Backround: 

The apical Na⁺/H⁺ exchanger isoform 3 (NHE3) is believed to play an important role in intestinal H⁺/dipeptide uptake through its pH-regulatory function.

Aim: 

This study investigates the effect of PEPT1, NHE3 and Slc26a6 gene ablation on H⁺/dipeptide transport, and tries to understand the molecular function of NHE3 in H⁺-dipeptide transport in the native intestine.

Methods and Results: 

The luminal application of the dipeptide Gly-Sar resulted in a strong increase in murine small intestinal fluid absorption, a short circuit current (Isc) response in chambered jejunal mucosa, a time-dependent increase in ¹⁴C-Gly-Sar uptake in everted jejunal sacs in vitro, and a decrease in pH_i in BCECF-loaded enterocytes in isolated jejunal villi. Genetic ablation of PEPT1 abolished Gly-Sar uptake, Gly-Sar-induced fluid absorption, Isc response, and enterocyte acidification.
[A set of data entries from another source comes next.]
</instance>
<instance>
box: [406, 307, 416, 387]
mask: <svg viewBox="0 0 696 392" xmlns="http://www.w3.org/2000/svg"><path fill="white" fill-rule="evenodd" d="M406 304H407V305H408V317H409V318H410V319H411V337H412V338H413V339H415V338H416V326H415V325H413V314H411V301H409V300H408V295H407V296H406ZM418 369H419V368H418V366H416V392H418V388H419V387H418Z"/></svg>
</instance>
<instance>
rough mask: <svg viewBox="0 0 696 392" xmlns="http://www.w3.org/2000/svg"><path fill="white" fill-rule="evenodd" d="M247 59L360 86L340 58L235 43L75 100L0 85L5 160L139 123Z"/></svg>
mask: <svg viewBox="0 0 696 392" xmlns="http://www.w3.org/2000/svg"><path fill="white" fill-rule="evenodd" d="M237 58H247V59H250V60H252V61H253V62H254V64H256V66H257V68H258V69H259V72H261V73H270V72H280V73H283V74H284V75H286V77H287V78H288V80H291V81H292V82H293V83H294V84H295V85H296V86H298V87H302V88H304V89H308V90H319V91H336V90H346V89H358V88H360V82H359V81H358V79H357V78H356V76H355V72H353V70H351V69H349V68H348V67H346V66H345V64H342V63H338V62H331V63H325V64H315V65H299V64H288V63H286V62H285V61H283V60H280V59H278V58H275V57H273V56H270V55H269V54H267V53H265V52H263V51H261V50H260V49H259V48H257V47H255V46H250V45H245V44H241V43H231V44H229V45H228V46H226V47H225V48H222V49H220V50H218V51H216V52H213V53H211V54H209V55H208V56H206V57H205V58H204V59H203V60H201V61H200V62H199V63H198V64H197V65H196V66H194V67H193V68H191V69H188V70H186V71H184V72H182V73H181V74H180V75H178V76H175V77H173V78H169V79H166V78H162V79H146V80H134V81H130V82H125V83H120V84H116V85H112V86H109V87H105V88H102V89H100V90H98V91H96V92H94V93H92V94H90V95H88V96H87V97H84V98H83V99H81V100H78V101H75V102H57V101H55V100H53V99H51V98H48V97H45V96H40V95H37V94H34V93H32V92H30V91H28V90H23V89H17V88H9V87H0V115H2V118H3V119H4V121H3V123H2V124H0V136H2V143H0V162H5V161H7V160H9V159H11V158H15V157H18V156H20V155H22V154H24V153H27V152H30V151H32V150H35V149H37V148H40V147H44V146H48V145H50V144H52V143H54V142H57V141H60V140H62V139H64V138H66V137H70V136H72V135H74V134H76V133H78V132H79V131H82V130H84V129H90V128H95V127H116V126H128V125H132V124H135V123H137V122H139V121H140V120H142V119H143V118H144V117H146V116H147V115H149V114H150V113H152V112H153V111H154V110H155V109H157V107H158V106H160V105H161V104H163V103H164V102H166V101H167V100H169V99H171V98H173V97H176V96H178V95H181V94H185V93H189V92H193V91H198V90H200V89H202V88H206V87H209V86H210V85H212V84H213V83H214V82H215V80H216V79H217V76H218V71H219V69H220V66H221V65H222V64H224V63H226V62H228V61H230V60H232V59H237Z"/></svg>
Genetic ablation or pharmacological inhibition of NHE3 also abolished Gly-Sar-induced fluid absorption, diminished Isc response, but enhanced enterocyte acidification, and did not change PEPT1 abundancy in the brush border membrane. Genetic ablation of the apical Cl^-/HCO₃^- exchanger Slc26a6 also enhanced enterocyte acidification, but did not alter either Gly-Sar induced fluid absorption or Isc response. Contrary to expectation, the transmembrane proton gradient was irrelevant for sustained H⁺/dipeptide transport rates in native jejunum, but the luminal Na⁺ concentration, enterocyte Na⁺/K⁺ ATPase activity, and luminal membrane potential were essential determinants.

Conclusions: 

The data suggest that NHE3 as well as Slc26a6 regulate enterocyte pH_i during H⁺/dipeptide uptake. However, we speculate that NHE3 is the major Na⁺-uptake pathway into enterocytes during dipeptide-induced volume increase, and therefore essential to the maintenance of membrane potential negativity necessary to sustain H⁺/dipeptide transport rates in the native intestine.